Urticaria is a condition characterized by an itchy red skin rash (weals) and in some individuals can be associated with large swellings (angioedema).
Chronic urticaria (CU) is defined as weals that have been present persistently (with changing pattern of urticarial rash) or sporadically for at least 6 weeks. The weals of chronic spontaneous urticaria (CSU) develop with no external stimuli, distinguishing this condition from chronic inducible urticaria, where symptoms have an identifiable trigger such as physical pressure.
If the skin lesions last for more than 24 hours, leave bruising (staining) unrelated to scratching or where there are systemic symptoms (flu-like feelings, fever), urticarial vasculitis should be considered. A vasculitic condition may need confirmation by a skin biopsy.
Cutaneous mastocytosis (previously known as urticaria pigmentosa) is an uncommon condition and if the rash does not settle with antihistamines, then a serum tryptase may be informative in investigating this possibility.
The diagnosis of CSU is made clinically from the patient history (including drug history) and physical appearance of the skin lesions. Urticarial rashes persisting for days/weeks are unlikely to be allergy related although patients try to identify a food trigger that they can avoid. Bloods tests are not routinely required, but up to 30% of individuals are reported to have co-existing hypothyroidism.
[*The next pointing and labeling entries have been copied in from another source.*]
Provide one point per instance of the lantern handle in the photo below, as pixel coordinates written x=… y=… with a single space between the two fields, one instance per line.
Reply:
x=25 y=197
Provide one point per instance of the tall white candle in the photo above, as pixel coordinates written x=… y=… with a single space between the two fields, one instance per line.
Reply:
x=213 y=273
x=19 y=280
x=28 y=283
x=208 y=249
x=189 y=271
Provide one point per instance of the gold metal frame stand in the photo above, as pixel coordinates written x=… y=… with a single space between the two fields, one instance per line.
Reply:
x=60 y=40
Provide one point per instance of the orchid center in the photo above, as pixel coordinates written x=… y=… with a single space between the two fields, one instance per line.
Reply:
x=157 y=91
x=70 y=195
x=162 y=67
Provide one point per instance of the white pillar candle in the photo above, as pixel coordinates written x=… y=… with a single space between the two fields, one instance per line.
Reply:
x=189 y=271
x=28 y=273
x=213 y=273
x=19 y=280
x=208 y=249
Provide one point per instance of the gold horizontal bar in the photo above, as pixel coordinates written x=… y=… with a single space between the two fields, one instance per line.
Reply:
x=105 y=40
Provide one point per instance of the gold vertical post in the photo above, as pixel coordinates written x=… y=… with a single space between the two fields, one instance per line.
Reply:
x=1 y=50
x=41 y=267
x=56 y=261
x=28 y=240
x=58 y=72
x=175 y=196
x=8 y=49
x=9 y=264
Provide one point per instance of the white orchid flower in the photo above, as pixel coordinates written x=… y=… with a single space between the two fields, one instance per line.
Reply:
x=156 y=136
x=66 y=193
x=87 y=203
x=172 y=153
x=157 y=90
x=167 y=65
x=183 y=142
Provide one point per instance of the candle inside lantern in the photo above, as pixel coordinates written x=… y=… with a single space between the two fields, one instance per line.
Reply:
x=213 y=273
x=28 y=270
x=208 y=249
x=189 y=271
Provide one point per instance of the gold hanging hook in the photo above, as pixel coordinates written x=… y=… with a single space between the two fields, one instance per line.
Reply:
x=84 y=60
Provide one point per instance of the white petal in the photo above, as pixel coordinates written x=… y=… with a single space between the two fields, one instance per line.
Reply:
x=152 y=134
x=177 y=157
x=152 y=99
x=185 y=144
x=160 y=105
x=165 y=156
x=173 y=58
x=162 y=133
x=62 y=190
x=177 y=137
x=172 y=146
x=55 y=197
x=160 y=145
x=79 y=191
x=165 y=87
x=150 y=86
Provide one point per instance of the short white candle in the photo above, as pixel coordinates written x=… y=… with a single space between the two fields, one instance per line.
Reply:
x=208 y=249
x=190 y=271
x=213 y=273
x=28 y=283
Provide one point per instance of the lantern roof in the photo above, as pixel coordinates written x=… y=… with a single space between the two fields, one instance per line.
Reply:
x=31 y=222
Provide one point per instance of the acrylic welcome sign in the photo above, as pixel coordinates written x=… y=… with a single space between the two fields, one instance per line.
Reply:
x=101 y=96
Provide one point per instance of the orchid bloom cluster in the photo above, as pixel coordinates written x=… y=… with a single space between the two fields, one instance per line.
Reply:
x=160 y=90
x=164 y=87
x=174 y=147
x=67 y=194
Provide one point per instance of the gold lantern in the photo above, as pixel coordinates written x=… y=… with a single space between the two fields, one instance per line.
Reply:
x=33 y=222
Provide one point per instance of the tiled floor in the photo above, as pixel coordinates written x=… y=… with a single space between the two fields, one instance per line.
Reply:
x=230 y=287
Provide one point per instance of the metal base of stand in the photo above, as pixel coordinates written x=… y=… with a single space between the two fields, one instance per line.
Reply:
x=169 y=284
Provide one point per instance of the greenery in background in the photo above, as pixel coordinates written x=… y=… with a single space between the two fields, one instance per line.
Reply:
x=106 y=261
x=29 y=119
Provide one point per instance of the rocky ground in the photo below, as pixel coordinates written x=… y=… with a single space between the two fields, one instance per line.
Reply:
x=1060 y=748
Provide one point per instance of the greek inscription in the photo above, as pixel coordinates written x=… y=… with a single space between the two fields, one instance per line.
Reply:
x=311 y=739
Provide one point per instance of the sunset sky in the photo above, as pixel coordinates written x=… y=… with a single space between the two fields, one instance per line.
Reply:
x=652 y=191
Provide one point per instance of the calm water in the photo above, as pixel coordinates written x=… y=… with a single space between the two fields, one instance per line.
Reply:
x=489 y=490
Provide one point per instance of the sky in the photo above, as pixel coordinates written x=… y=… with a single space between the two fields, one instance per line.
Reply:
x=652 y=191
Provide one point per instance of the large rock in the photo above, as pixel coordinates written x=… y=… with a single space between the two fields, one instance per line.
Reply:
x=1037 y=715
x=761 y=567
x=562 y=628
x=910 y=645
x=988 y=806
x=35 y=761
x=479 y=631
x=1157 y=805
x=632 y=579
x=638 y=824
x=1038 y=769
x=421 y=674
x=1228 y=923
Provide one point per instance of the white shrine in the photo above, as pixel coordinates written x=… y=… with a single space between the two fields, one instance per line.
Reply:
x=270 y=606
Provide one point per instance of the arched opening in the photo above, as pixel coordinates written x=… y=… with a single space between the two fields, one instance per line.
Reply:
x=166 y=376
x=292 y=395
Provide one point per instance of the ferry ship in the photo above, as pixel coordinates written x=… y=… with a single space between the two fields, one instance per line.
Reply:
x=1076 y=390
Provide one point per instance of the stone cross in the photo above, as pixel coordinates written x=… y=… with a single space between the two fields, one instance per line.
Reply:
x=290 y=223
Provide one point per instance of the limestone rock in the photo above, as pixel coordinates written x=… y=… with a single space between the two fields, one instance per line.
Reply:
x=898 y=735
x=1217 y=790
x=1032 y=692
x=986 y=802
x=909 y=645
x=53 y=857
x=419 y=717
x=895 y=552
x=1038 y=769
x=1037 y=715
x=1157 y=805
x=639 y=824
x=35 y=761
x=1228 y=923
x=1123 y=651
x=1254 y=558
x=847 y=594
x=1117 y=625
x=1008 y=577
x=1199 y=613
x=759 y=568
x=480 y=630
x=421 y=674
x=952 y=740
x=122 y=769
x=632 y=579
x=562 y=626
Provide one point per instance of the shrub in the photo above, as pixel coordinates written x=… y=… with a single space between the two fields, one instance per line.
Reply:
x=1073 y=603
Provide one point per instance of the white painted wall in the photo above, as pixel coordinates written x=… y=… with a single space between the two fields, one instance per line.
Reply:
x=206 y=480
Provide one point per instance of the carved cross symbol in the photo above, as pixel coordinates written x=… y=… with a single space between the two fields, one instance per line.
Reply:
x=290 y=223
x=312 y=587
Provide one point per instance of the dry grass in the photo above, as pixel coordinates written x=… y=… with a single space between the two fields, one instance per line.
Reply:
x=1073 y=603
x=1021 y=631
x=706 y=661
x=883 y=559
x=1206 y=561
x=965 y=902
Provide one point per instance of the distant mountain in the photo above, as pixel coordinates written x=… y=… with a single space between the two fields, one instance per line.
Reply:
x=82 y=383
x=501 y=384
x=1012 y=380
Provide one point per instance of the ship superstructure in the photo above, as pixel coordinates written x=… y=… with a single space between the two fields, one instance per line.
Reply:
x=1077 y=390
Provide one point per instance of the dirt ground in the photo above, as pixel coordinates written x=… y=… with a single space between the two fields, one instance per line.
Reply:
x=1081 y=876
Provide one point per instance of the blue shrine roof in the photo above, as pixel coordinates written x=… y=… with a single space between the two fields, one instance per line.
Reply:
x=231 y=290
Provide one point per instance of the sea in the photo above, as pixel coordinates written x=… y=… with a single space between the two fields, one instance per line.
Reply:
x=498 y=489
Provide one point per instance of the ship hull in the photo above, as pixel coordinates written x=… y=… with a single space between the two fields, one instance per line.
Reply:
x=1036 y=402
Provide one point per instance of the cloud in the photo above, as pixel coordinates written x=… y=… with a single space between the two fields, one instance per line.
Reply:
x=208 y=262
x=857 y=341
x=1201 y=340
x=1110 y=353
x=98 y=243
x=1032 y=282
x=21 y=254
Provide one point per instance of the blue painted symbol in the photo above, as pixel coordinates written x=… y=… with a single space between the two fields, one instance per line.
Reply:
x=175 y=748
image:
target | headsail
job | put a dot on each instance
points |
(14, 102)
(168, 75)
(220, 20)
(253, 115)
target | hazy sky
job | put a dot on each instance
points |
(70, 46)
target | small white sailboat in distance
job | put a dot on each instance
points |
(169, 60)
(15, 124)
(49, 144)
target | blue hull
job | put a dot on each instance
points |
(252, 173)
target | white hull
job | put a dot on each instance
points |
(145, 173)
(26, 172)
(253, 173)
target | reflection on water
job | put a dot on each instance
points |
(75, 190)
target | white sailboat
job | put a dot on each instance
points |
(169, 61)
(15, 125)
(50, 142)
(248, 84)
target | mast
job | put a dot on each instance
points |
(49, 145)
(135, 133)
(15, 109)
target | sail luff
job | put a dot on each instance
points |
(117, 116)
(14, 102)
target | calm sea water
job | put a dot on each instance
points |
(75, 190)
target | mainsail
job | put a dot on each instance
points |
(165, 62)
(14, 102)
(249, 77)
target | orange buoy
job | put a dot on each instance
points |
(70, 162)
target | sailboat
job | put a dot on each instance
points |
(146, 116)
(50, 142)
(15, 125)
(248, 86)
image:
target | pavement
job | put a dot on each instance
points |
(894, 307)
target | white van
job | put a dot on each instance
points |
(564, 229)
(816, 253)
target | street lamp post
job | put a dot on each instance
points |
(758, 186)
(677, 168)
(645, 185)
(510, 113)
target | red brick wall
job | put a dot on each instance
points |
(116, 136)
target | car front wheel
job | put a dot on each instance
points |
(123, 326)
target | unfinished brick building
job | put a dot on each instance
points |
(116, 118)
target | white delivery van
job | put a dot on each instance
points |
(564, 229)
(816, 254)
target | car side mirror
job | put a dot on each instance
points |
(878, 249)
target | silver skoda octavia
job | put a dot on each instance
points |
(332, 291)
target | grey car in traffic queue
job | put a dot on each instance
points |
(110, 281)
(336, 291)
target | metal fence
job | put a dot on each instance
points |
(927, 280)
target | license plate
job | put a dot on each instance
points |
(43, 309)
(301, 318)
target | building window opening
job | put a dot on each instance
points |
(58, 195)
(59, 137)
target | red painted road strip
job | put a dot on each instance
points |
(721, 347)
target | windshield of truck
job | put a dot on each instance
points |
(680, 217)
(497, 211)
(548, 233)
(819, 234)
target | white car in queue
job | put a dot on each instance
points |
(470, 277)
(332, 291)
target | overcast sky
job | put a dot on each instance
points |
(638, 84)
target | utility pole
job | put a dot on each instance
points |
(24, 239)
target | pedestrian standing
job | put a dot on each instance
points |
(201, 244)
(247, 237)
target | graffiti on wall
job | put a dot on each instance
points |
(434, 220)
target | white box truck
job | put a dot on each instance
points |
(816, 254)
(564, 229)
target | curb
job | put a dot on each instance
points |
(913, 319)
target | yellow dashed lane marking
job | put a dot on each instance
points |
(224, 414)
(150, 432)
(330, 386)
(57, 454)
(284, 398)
The mainstay of treatment of CSU is second generation (non-sedating) antihistamines. The modern second-generation agents (e.g. cetirizine, desloratadine, fexofenadine, levocetirizine, loratadine) have fewer sedative effects. Fexofenadine is reported to cross the blood-brain barrier to a significantly lesser extent. The dosage may be increased by up to fourfold the licensed dose in order to maximise/optimise symptom control. The older sedating H1 antihistamines (e.g. hydroxyzine, diphenhydramine) are not generally recommended due to their anticholinergic and CNS effects. Anti H2 blockers probably do not offer additional therapeutic benefit once higher doses of ant1 H1 blockers (ranitidine) have been introduced.
Avoiding factors that can exacerbate CSU, including stress, alcohol, heat, and certain drugs (such as nonsteroidal anti-inflammatory drugs (NSAIDS) if the drug history suggests this) may be useful.
A short course of systemic corticosteroids can be helpful for acute exacerbations but are not recommended for long-term use.
In patients unresponsive to higher dose antihistamines, add-on therapies are available through specialist clinics, namely Omalizumab (a humanized IgG monoclonal antibody) and Ciclosporin.